Weird list behavior in python

Weird list behavior in python - python

qtd_packs = 2
size_pack = 16
pasta = []
pasta.append ('packs/krun/')
pasta.append ('packs/parting2/')
for k in range(0, qtd_packs):
for n in range(1, size_pack+1):
samples_in.append (pasta[k]+str(n)+'.wav')
samples.append(samples_in)
del samples_in[0:len(samples_in)]
print(samples)
I'm basically trying to add the samples_in inside the samples list, then delete the old samples_in list to create a new one. This will happen 2 times, as the qtd_packs =2. But in the end, what I get is two empty lists:
[[], []]
I've append'ed the samples_in inside samples BEFORE deleting it. So what happened?
Thank you

In Python, lists are passed by reference. When you append samples_in to samples, Python appends a reference to samples_in to samples. If you want to append a copy of samples_in to samples, you can do:
samples.append(samples_in[:])
This effectively creates a new list from all the items in samples_in and passes that new list into samples.append(). So now when you clear the items in samples_in, you're not clearing the items in the list that was appended to samples as well.
Also, note that samples_in[:] is equivalent to samples_in[0:len(samples_in)].

The problem is that after this:
samples.append(samples_in)
The newly-appended value in samples is not a copy of samples_in, it's the exact same value. You can see this from the interactive interpreter:
>>> samples_in = [0]
>>> samples = []
>>> samples.append(samples_in)
>>> samples[-1] is samples_in
True
>>> id(samples[-1]), id(samples_in)
(12345678, 12345678)
Using an interactive visualizer might make it even easier to see what's happening.
So, when you modify the value through one name, like this:
>>> del samples_in[0:len(samples_in)]
The same modification is visible through both names:
>>> samples[-1]
[]
Once you realize that both names refer to the same value, that should be obvious.
As a side note, del samples_in[:] would do the exact same thing as del samples_in[0:len(samples_in)], because those are already the defaults for a slice.
What if you don't want the two names to refer to the same value?
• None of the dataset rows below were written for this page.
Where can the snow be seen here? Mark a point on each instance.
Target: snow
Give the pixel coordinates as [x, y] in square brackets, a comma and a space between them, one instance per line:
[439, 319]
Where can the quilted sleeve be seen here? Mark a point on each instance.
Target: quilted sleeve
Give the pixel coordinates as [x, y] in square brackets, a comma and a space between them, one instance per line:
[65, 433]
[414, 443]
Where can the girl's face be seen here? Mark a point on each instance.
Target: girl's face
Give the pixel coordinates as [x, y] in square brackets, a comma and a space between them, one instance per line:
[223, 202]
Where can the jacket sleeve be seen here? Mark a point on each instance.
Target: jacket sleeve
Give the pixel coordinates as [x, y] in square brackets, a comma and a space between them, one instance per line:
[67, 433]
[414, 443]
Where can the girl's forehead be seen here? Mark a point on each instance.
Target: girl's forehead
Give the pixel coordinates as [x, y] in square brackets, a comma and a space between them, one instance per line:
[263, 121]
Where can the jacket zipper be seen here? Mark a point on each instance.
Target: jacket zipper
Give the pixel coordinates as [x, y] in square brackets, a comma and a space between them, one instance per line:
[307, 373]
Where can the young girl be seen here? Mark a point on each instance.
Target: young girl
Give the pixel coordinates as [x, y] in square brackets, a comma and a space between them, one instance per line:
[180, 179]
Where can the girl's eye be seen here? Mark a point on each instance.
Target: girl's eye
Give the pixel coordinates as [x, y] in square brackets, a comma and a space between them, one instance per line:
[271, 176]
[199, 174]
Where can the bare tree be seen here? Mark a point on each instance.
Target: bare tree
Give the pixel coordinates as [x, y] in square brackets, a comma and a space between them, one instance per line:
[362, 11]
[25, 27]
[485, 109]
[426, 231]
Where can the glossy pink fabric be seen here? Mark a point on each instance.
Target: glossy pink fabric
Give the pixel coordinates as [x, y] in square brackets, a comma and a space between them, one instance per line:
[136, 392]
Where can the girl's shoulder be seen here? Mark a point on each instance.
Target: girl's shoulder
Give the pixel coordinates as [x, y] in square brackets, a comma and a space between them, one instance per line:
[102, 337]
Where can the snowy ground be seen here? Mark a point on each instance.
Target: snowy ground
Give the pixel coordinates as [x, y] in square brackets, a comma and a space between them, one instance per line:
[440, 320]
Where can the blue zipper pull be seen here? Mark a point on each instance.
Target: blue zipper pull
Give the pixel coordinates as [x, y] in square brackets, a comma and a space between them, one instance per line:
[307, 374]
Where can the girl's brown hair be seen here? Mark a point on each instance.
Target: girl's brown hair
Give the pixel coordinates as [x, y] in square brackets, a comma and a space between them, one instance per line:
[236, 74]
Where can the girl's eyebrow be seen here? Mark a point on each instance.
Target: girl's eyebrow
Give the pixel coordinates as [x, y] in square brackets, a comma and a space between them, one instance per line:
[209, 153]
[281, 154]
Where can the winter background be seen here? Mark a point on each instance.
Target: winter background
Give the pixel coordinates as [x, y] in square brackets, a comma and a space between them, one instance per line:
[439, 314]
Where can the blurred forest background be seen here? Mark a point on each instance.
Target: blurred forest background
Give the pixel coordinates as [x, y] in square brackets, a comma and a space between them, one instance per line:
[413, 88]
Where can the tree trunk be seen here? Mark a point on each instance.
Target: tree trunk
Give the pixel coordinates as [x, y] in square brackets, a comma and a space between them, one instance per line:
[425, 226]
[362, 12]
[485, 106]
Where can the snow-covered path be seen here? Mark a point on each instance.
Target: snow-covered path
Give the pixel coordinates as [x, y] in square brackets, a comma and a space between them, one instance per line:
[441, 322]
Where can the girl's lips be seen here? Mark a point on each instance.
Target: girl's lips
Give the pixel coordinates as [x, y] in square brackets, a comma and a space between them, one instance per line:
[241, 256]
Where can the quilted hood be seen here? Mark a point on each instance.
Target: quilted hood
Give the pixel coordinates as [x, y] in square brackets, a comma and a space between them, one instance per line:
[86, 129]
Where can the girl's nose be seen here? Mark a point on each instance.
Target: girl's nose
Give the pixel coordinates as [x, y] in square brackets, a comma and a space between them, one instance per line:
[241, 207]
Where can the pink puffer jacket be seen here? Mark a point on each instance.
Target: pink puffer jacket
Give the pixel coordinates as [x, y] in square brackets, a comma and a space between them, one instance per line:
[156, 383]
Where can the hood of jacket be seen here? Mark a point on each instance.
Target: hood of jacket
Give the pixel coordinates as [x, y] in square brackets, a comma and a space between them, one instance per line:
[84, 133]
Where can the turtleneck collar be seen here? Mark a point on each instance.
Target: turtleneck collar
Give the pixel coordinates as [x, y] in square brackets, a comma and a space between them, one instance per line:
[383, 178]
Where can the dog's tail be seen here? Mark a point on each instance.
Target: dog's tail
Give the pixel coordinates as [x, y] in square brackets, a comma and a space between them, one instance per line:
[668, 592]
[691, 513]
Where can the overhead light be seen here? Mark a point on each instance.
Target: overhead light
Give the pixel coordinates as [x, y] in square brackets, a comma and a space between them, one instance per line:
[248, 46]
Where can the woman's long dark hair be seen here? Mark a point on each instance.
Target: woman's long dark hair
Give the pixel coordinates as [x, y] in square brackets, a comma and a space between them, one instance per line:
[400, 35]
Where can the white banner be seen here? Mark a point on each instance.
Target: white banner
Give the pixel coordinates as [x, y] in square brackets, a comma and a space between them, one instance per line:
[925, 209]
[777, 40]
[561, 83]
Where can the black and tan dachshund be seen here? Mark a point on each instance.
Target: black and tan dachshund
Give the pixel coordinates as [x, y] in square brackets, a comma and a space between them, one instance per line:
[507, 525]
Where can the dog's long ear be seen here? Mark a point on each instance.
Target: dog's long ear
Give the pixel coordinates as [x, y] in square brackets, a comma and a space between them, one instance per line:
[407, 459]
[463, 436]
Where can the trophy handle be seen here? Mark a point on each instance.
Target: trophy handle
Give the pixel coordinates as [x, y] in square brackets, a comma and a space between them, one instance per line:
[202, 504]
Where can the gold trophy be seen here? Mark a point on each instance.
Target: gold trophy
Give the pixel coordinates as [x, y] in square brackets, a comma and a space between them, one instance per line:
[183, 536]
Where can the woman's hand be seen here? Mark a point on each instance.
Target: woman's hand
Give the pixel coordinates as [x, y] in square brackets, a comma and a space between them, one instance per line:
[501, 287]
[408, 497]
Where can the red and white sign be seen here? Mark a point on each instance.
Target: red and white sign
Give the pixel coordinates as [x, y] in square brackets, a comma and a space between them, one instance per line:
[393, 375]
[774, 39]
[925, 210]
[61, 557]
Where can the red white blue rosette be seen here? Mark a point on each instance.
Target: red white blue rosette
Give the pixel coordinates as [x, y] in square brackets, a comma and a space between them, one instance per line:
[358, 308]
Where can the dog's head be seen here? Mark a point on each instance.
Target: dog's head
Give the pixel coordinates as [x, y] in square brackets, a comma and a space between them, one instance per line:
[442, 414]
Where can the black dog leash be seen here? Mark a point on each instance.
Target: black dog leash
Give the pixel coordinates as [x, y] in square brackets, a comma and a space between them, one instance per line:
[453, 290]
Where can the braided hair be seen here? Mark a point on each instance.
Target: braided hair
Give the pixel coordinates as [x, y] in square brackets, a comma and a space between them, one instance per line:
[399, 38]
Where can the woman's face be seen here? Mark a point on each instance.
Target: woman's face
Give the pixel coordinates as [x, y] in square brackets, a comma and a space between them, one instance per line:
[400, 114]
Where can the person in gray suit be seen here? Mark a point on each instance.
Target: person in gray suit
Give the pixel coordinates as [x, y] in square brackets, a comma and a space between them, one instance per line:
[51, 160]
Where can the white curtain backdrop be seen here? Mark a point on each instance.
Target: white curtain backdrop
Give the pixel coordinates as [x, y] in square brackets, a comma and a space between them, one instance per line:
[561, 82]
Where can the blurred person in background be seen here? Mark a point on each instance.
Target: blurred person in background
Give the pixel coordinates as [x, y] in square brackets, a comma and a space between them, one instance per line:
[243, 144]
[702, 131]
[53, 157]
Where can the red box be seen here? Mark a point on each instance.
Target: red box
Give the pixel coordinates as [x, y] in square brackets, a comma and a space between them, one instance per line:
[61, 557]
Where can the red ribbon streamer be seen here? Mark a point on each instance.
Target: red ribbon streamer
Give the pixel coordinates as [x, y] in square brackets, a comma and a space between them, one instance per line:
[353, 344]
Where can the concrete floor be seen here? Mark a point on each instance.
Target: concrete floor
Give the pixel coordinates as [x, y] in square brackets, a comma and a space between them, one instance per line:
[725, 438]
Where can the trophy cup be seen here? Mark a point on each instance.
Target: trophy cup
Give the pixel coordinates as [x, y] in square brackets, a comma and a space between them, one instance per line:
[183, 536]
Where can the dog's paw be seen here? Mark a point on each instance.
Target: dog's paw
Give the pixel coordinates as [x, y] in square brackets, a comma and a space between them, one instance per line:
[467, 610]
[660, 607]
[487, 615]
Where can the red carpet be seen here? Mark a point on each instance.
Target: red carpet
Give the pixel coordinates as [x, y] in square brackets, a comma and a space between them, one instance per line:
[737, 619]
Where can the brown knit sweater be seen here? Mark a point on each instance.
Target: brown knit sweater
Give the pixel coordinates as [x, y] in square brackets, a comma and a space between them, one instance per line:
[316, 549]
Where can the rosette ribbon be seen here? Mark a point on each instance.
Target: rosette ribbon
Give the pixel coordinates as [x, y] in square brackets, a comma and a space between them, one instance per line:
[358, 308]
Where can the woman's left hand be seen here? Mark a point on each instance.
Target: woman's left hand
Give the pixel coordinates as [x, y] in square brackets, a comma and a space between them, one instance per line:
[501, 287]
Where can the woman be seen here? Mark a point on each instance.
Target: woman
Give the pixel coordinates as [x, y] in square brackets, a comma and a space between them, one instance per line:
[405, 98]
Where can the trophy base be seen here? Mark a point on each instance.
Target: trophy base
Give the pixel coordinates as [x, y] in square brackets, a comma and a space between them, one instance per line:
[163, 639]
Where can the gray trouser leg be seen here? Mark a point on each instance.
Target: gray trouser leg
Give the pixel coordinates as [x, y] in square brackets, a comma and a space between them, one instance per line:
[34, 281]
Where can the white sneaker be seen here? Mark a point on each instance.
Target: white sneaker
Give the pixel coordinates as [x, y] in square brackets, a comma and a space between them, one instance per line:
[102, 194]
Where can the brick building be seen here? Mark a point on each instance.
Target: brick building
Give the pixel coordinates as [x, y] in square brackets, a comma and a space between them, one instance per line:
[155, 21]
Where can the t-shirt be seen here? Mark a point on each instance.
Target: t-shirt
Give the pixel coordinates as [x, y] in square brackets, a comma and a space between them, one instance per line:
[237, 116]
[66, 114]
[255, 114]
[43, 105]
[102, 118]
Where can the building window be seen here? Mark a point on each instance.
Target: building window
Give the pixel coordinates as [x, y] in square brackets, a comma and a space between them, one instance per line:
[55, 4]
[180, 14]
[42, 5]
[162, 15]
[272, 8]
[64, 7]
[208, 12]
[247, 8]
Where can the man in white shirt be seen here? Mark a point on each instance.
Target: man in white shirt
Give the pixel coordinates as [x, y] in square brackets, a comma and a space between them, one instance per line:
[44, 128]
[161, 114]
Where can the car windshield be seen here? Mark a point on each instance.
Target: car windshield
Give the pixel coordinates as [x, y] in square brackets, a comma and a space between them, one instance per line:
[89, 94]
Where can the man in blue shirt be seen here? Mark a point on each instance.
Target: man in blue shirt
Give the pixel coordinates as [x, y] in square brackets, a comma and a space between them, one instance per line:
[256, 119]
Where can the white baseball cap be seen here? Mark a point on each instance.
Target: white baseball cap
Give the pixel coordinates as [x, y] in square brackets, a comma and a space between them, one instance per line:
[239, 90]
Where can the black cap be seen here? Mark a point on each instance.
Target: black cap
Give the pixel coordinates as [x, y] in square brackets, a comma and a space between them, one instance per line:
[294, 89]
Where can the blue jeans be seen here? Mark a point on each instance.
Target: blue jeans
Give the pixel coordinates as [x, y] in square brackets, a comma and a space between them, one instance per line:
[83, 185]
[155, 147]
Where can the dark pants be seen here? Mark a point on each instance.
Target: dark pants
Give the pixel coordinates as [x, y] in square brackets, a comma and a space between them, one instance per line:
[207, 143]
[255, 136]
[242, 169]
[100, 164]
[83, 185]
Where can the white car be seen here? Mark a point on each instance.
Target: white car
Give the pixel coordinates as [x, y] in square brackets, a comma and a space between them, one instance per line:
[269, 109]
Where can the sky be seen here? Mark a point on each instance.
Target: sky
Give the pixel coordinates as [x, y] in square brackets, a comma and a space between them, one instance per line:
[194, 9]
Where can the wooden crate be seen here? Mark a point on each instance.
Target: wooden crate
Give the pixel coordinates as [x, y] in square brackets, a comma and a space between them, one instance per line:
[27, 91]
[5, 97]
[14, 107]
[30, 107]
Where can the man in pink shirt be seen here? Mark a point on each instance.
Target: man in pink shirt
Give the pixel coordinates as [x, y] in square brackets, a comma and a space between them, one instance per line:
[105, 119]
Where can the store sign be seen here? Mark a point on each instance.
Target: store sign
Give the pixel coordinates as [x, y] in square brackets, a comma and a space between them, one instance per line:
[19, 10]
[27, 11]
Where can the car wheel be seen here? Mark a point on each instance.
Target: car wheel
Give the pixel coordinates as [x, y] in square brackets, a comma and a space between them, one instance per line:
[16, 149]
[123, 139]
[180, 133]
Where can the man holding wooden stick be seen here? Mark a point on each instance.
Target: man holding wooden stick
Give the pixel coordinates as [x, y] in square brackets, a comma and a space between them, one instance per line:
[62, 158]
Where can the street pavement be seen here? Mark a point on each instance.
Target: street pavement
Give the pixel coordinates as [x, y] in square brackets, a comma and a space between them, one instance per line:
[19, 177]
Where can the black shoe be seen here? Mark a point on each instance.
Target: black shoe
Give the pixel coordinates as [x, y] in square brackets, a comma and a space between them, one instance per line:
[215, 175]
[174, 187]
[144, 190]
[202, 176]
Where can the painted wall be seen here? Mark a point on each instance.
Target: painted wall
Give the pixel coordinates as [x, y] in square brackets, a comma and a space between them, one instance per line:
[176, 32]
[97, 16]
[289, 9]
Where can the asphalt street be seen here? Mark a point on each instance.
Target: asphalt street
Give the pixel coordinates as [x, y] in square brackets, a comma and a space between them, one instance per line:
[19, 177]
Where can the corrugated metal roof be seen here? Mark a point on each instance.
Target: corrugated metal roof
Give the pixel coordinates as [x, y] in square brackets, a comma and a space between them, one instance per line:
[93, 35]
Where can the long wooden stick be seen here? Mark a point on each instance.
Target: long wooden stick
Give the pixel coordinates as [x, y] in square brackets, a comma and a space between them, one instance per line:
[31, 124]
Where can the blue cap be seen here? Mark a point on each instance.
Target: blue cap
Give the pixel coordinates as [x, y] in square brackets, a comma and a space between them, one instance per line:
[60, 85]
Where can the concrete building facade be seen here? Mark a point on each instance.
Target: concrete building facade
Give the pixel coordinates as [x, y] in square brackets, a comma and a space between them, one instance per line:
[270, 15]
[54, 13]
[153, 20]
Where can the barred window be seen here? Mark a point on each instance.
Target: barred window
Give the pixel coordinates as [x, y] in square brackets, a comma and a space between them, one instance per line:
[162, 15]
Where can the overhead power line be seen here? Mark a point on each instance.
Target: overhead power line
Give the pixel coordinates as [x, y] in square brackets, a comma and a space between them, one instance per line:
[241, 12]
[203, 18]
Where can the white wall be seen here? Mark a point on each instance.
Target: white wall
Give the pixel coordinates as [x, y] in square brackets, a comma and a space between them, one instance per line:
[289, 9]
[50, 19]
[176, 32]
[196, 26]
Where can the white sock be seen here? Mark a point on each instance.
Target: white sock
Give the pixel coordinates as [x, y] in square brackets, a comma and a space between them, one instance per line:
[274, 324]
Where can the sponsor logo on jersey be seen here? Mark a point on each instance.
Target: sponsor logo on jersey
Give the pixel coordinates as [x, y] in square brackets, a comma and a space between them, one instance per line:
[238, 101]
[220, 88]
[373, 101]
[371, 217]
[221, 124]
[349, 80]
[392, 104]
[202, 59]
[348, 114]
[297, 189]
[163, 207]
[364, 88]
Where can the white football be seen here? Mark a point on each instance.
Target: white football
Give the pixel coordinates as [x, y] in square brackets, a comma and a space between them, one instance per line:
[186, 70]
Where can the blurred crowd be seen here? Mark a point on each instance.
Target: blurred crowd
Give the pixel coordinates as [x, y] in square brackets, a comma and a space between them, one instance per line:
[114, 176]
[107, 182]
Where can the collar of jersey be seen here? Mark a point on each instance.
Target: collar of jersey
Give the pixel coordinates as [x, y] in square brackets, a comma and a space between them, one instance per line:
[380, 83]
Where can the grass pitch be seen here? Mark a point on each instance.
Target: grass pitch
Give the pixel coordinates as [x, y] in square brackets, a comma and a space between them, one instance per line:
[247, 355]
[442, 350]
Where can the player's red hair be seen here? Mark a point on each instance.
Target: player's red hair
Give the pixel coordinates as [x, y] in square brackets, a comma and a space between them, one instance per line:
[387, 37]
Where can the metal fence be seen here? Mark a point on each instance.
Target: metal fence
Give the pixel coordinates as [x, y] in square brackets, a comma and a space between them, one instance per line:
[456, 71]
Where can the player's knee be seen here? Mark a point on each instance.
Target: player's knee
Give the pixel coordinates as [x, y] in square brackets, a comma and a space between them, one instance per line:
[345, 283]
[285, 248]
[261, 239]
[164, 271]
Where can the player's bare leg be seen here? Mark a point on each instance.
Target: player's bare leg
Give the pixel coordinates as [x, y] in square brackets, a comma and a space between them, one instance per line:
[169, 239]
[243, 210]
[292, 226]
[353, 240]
Then you have to explicitly make a copy.
The copy module has functions that can make a copy of (almost) anything, but many types have a simpler way to do it. For example, samples_in[:] asks for a new list, which copies the slice from 0 to the end (again, those are the defaults). So, if you'd done this:
>>> samples.append(samples_in[:])
… you would have a new value in samples[-1]. Again, you can test that easily:
>>> samples[-1], samples_in
([0], [0])
>>> samples[-1] == samples_in
True
>>> samples[-1] is samples_in
False
>>> id(samples[-1]), id(samples_in)
23456789, 12345678
And if you change one value, that doesn't affect the other—after all, they're separate values:
>>> del samples_in[:]
>>> samples[-1], samples_in
([0], [])
However, in this case, you really don't even need to make a copy. The only reason you're having a problem is that you're trying to reuse samples_in over and over. There's no reason to do that, and if you just created a new samples_in value each time, the problem wouldn't have come up in the first place. Instead of this:
samples_in = []
for k in range(0, qtd_packs):
for n in range(1, size_pack+1):
samples_in.append (pasta[k]+str(n)+'.wav')
samples.append(samples_in)
del samples_in[0:len(samples_in)]
Do this:
for k in range(0, qtd_packs):
samples_in = []
for n in range(1, size_pack+1):
samples_in.append (pasta[k]+str(n)+'.wav')
samples.append(samples_in)

beetea's answer below offers the solution if you want samples to contain two lists, each of which have the strings for one of your two qtd_packs:
qtd_packs = 2
size_pack = 16
pasta = []
pasta.append ('packs/krun/')
pasta.append ('packs/parting2/')
samples = []
samples_in = []
for k in range(0, qtd_packs):
for n in range(1, size_pack+1):
samples_in.append (pasta[k]+str(n)+'.wav')
samples.append(samples_in[:])
del samples_in[0:len(samples_in)]
print(samples)
produces this output:
[['packs/krun/1.wav', 'packs/krun/2.wav', 'packs/krun/3.wav', 'packs/krun/4.wav',
'packs/krun/5.wav', 'packs/krun/6.wav', 'packs/krun/7.wav', 'packs/krun/8.wav',
'packs/krun/9.wav', 'packs/krun/10.wav', 'packs/krun/11.wav', 'packs/krun/12.wav',
'packs/krun/13.wav', 'packs/krun/14.wav', 'packs/krun/15.wav', 'packs/krun/16.wav'],
['packs/parting2/1.wav', 'packs/parting2/2.wav', 'packs/parting2/3.wav',
'packs/parting2/4.wav', 'packs/parting2/5.wav', 'packs/parting2/6.wav',
'packs/parting2/7.wav', 'packs/parting2/8.wav', 'packs/parting2/9.wav',
'packs/parting2/10.wav', 'packs/parting2/11.wav', 'packs/parting2/12.wav',
'packs/parting2/13.wav', 'packs/parting2/14.wav', 'packs/parting2/15.wav',
'packs/parting2/16.wav']]
Now, when I originally read your question, I thought you were trying to make a single list containing all the strings. In that instance, you could use
samples.extend(samples_in)
instead of
samples.append(samples_in[:])
and you would get a flat list containing only the strings.

Related

Why does Python list comprehension seem to behave differently than list "multiplication"? [duplicate]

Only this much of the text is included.